One day the inevitable happened – his growing root struck the paving stone and he felt that hard thing he could not change – his limit… his boundary. That immutable reality hemmed him in. His heart sunk once more. Even witnessing his baby birds fly for the first time didn’t ease his spirit. The cold edge of his limit ruined everything for a very long time.

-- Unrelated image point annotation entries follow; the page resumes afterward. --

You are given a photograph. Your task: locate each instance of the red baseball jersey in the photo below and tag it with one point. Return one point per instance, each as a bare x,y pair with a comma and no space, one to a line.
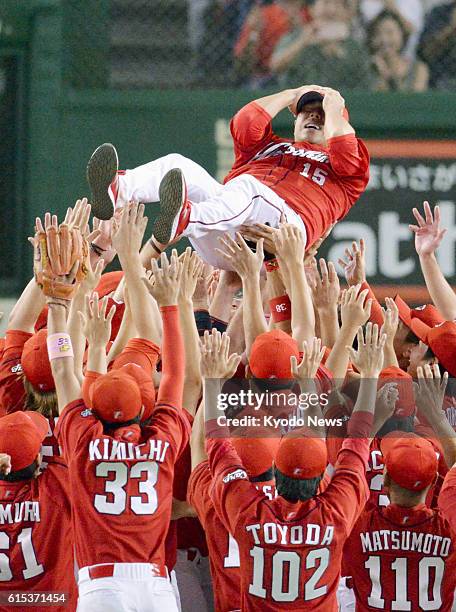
36,537
121,491
290,552
402,559
320,183
223,549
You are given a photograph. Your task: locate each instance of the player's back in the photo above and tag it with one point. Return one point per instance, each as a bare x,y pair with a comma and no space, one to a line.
291,554
121,491
403,559
36,538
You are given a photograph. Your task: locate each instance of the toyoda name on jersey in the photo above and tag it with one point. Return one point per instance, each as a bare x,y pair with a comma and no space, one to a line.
116,450
285,148
19,512
426,543
274,533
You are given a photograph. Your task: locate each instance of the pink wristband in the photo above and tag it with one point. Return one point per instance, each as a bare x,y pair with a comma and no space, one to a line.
59,345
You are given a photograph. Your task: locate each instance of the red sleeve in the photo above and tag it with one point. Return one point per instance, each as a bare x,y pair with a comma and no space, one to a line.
173,364
348,492
199,485
251,130
349,156
143,353
447,498
12,393
75,422
376,310
232,493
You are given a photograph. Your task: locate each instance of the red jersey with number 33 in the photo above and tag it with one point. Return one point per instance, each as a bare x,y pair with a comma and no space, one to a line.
320,183
402,559
36,543
121,491
290,552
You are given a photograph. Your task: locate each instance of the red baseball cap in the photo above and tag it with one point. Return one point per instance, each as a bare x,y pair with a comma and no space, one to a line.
405,405
411,461
35,362
256,454
441,339
301,455
270,355
21,436
115,396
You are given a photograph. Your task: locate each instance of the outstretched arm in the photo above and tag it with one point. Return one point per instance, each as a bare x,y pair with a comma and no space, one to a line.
428,237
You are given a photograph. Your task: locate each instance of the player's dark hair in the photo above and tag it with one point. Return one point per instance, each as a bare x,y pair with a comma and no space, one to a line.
36,401
374,24
26,473
396,424
293,489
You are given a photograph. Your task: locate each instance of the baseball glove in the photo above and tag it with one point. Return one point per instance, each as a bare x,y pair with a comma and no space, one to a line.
60,261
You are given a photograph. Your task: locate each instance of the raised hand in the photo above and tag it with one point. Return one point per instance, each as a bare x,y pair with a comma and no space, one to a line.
216,361
354,265
128,232
428,234
430,391
355,309
368,359
192,267
312,354
164,281
236,252
96,324
325,288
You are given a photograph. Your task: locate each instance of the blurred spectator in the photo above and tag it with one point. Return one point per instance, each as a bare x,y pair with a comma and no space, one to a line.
387,40
265,25
437,45
409,12
323,51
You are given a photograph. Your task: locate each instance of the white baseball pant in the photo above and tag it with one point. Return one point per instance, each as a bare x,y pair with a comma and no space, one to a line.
132,588
216,209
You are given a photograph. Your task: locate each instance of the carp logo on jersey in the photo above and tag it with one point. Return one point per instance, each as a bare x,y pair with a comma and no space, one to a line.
285,148
236,475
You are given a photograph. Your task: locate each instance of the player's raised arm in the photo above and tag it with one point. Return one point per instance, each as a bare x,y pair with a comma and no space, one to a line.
290,245
63,253
164,287
192,267
355,311
428,237
248,265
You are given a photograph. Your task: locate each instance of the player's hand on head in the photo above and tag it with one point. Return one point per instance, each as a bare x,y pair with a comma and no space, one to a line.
355,308
192,268
368,358
5,464
216,360
241,257
164,280
354,265
312,354
390,319
430,390
326,288
428,234
128,231
289,244
95,321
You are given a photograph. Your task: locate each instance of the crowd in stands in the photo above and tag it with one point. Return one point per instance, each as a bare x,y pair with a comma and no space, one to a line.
382,45
133,356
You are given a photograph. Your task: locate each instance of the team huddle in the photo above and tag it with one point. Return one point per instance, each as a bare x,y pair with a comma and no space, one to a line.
225,428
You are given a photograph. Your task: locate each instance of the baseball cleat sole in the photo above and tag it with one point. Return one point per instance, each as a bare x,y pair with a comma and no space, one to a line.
173,195
101,172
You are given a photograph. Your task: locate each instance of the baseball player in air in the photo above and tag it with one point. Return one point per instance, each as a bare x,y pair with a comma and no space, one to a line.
313,180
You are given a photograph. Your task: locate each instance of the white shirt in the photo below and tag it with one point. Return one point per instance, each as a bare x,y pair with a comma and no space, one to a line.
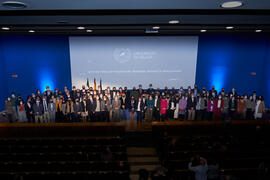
139,106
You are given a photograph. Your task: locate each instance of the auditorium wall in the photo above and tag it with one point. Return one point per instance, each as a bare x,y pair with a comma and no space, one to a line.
240,61
2,79
37,61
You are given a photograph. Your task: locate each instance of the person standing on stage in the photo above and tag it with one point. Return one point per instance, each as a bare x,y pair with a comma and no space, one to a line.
139,110
150,107
52,111
38,111
116,103
163,108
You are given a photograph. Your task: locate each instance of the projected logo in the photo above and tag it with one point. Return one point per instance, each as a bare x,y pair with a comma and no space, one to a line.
122,55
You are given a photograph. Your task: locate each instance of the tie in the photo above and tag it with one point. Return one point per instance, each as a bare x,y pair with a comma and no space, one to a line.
45,106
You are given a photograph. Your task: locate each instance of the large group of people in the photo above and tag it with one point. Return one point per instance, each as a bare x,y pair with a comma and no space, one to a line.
112,105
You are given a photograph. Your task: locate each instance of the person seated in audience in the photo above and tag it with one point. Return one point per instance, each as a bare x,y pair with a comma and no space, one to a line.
199,170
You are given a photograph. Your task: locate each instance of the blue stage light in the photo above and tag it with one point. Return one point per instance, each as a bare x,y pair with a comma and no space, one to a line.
46,79
218,77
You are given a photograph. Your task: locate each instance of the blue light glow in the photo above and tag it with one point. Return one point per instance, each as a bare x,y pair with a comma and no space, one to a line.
218,77
46,79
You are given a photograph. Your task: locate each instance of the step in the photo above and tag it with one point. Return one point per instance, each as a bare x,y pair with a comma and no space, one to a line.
151,159
141,151
135,169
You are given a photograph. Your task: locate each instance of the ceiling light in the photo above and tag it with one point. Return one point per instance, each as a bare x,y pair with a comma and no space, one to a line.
231,4
80,27
229,27
174,22
14,4
5,28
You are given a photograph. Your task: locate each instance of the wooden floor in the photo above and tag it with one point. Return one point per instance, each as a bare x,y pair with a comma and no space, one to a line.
132,125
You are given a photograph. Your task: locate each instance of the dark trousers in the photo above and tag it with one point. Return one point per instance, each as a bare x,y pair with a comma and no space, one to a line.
249,114
139,116
210,116
156,114
30,117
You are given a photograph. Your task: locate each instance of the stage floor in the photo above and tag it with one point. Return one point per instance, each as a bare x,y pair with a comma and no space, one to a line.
132,125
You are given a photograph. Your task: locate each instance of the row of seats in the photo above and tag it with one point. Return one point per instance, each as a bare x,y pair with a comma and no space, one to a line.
61,148
62,166
64,141
183,155
73,175
19,157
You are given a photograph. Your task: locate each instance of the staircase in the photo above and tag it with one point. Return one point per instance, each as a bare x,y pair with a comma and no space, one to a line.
141,153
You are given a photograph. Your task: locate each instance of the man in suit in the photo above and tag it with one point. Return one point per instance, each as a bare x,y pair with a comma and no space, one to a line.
124,106
116,103
38,111
139,109
46,115
213,92
91,107
52,111
29,110
191,105
77,110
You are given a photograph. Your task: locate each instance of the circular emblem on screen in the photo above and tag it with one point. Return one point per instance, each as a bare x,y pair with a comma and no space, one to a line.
122,55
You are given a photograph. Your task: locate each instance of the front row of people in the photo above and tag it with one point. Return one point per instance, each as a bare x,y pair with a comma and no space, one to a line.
98,108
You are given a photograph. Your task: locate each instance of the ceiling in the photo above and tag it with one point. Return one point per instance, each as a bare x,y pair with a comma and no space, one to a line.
134,16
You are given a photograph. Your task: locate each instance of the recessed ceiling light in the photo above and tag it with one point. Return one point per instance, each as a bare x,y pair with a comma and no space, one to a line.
229,27
174,22
5,28
14,4
80,27
231,4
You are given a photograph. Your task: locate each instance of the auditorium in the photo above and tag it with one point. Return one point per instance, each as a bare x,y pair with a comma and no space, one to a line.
135,90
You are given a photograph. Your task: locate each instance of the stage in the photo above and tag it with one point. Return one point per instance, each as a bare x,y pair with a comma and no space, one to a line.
120,128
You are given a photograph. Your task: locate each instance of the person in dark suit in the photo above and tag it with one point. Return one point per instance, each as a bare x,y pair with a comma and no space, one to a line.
139,109
124,107
29,110
91,107
38,111
191,105
77,110
213,92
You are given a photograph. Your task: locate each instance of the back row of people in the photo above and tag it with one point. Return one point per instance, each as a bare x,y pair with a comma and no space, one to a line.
123,104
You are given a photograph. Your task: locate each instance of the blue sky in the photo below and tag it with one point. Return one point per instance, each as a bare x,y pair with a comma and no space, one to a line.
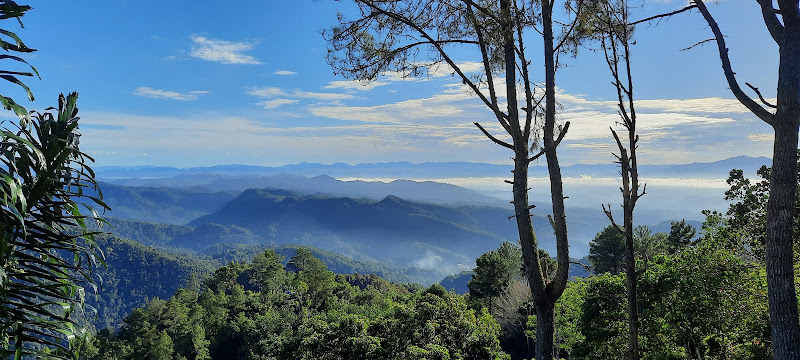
197,83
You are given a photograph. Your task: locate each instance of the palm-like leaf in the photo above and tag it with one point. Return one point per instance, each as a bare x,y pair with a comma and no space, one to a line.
46,250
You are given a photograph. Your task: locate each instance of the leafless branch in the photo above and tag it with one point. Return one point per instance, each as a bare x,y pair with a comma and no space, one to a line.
659,16
697,44
771,21
496,140
607,211
759,96
558,141
749,103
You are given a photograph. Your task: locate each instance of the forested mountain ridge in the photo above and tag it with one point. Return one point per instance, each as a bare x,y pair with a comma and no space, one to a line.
137,273
393,230
161,204
425,170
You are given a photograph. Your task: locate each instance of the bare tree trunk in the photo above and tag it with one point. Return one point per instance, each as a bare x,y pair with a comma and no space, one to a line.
779,240
781,292
544,331
615,41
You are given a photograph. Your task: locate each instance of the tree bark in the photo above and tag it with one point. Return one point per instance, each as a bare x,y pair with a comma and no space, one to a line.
781,292
544,331
780,206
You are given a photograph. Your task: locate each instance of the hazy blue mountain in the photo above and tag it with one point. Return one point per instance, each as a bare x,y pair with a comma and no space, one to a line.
162,204
394,230
137,273
423,191
338,263
432,170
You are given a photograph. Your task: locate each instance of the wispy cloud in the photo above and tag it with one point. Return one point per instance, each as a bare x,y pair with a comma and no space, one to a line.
355,85
270,92
266,92
222,51
284,72
165,94
275,103
761,137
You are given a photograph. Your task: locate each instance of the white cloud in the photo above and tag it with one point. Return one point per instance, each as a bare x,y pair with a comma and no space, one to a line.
226,52
355,85
266,92
270,92
320,96
284,72
762,137
274,103
165,94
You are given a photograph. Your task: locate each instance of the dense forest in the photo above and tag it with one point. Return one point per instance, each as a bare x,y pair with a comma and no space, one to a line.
244,272
701,295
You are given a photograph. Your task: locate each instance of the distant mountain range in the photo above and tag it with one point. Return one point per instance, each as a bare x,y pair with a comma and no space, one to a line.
422,191
427,170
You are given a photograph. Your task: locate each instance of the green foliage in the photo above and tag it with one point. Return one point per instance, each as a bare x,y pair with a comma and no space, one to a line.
268,273
607,251
47,250
493,271
138,273
680,235
360,317
744,224
703,302
458,282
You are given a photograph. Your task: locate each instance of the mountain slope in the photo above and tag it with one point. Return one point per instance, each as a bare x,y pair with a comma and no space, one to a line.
394,230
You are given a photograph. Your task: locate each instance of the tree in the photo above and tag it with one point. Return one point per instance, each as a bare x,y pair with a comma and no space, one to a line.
268,272
46,247
411,37
48,250
680,234
493,272
783,24
313,273
607,251
615,35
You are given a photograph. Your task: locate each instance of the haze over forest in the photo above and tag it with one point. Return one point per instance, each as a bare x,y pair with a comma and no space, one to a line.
278,182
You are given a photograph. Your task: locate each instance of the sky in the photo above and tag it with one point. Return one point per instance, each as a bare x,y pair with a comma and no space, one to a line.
200,83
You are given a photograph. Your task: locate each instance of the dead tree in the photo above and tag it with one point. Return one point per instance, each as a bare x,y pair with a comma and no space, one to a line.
615,36
783,24
413,36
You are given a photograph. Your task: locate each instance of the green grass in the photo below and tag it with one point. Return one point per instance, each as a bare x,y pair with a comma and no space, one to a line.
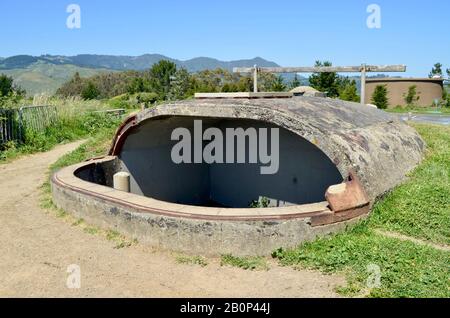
248,263
419,208
407,269
65,130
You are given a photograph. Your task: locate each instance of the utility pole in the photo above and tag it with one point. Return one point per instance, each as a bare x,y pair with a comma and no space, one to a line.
363,69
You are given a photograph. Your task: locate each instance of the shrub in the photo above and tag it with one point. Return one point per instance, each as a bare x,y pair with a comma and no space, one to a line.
412,96
90,91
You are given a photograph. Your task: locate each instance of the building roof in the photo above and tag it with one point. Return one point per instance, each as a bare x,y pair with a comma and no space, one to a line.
404,79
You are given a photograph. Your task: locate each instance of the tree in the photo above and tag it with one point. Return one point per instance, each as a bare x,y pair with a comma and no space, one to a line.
160,76
90,91
295,82
325,82
379,97
7,87
349,92
412,96
181,86
436,70
278,84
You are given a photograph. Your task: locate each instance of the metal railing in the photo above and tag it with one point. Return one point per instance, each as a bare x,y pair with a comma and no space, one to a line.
14,122
10,125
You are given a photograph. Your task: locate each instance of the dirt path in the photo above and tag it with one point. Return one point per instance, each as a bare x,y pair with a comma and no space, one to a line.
37,248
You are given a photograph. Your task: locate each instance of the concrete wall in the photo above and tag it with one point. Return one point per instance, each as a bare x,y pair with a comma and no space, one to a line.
304,175
429,89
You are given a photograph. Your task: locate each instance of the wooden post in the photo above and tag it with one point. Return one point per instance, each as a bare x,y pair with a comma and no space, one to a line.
255,79
363,84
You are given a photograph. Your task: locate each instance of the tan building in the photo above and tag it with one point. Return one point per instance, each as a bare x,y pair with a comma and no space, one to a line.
428,89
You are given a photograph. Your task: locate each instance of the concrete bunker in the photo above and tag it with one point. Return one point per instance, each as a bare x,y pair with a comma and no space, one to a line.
304,171
335,159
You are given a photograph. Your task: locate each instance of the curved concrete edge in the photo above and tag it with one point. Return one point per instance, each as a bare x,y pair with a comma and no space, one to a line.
195,230
381,154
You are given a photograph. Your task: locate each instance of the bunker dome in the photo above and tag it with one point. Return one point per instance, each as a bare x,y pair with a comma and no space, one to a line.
241,175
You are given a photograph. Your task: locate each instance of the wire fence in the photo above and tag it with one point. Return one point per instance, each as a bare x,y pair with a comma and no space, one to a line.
14,122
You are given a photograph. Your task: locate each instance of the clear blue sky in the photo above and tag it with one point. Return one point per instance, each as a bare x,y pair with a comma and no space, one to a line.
289,32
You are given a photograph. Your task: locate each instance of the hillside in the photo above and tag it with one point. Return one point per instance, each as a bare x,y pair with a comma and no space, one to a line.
47,78
39,74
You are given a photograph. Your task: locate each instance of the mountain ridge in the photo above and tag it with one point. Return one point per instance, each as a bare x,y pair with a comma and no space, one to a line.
126,62
45,73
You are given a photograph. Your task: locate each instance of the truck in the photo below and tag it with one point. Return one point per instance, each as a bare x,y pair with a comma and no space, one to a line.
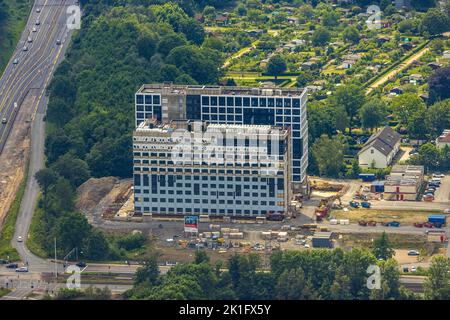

Until… one morning he felt what might be a crack. Yes, it was definitely a crack – a tiny sliver of hope. It was a very small crack between the stones, but yes, it did exist! Since the tip of his root was quite small, he could wriggle it into the space. He wondered what lay outside the crack, but had to be patient. Only time would give him the answer.

Rains fell, followed by sun. Seasons rolled past. The little tree pushed at whatever opening he could find. Even when the winter winds howled around his bare branches, he pushed through cracks around stone after stone, buckling them as his roots grew thicker until one glorious day, he reached open soil.

Oh, the joy! All of that hard work… all of the years of pushing, poking, and prodding had finally paid off. He was free!

In his effort to grow, he had not thought of his neighbors. When he turned to share his triumph and urge them to do the same, he was dismayed. He was twice the height of the others and his canopy much broader. His straining against the stones had produced growth where their resignation proved to be their undoing. Some weren’t even the same trees that had arrived on the truck with him – they were replacements for those who had given up.

But the little tree… well, he wasn’t little any longer.

The physical limits blocking his way were never as much of a barrier as the inward restraint of discouragement. For where there is hope, there is always room for growth.